Young immigrants all over the country are getting ready to apply for President Obama's deferred action plan. It's designed to help thousands of people stay in the U.S. legally to work and study.

Wednesday was the first day people could send in applications. Town hall meetings were held all across the state of Washington to give people advice and help with applying.

In Kennewick, St. Joseph's Church was so full of families many were forced to stand or sit on the floor. But, it was just as full of people, as it was hope and excitement.

"I have a life ahead of me and I want something better for my family ," said 23 year-old Rafael Farias.

The Farias family was just one of many at the town hall meeting to learn about applying for the Deferred Action for Childhood Arrivals process. Still, their story was the same as many others.

"I want to go to college and I want to get my papers so I can go somewhere far," said Rafael's sister Brenda Farias.

The four siblings arrived in the country as kids. Now they want the opportunity for education and a future.

"Some of us work in the fields. We pick cherries, apples, nectarines, other things that people wouldn't do. But its hard for us to know you have a diploma, you go to college, and when you get out you have to go to the field to work," said Maria Farias.

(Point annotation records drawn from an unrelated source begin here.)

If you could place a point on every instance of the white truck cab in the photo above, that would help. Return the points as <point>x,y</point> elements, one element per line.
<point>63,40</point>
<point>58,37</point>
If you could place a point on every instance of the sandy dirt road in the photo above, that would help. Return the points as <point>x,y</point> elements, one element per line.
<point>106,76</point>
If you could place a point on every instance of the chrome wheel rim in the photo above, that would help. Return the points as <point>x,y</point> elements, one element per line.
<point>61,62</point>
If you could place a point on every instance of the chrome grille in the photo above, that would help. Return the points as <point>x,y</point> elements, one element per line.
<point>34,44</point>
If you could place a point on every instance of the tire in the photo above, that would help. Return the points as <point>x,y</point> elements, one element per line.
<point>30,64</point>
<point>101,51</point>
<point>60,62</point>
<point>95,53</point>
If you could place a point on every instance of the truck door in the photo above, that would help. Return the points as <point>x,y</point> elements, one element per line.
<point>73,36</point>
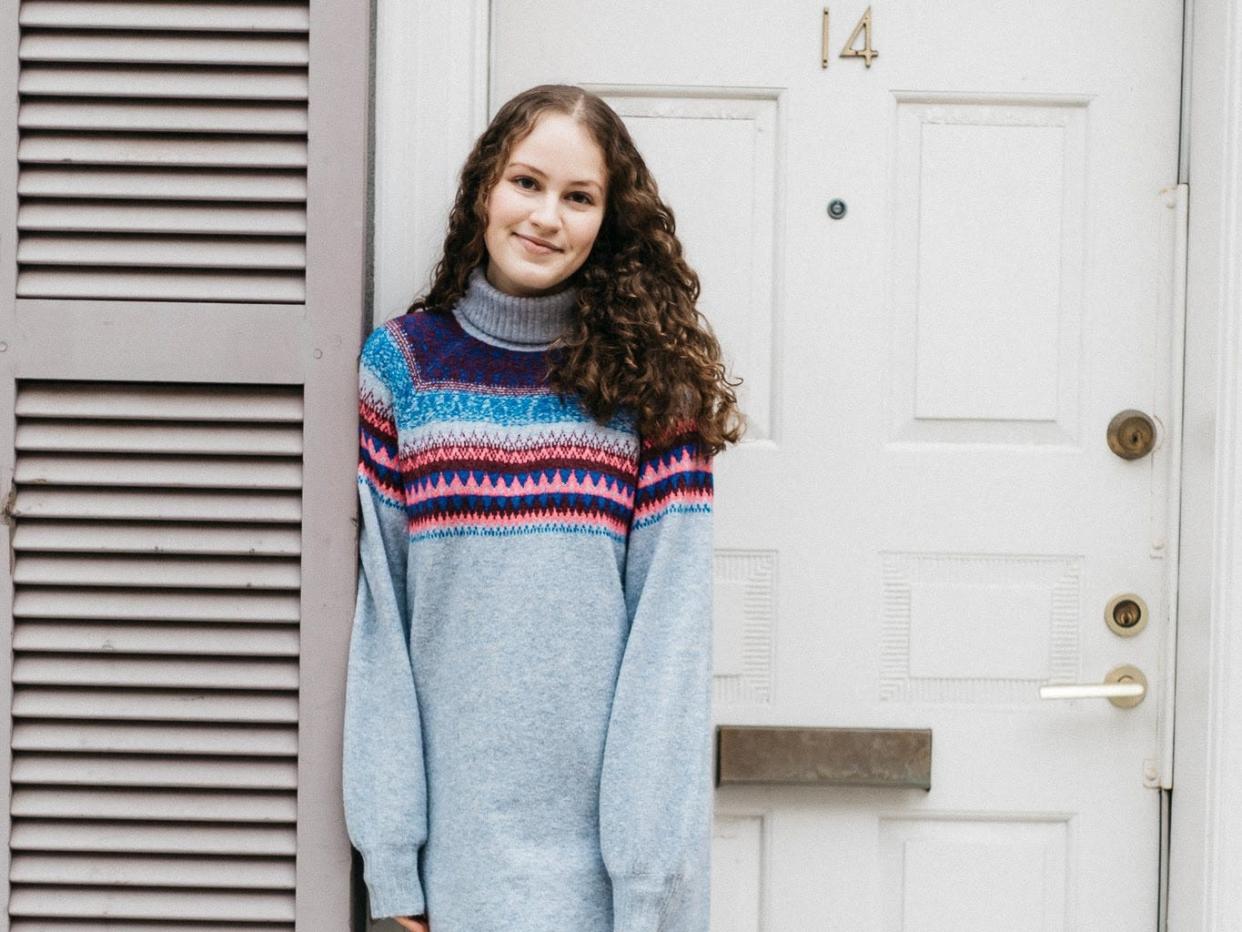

If they are approved for the program, they will receive temporary deportation relief for 2 years. They can also receive a social security number for work. For the family, it's a step forward on an already hard road.

"We're trying to do better. We're not here to screw up the USA. We're trying to make it better," said Rafael.

The family still has to send in their applications, and each person must pay a filing fee of $465.

It's still unclear when people will find out if they've qualified for deferred action.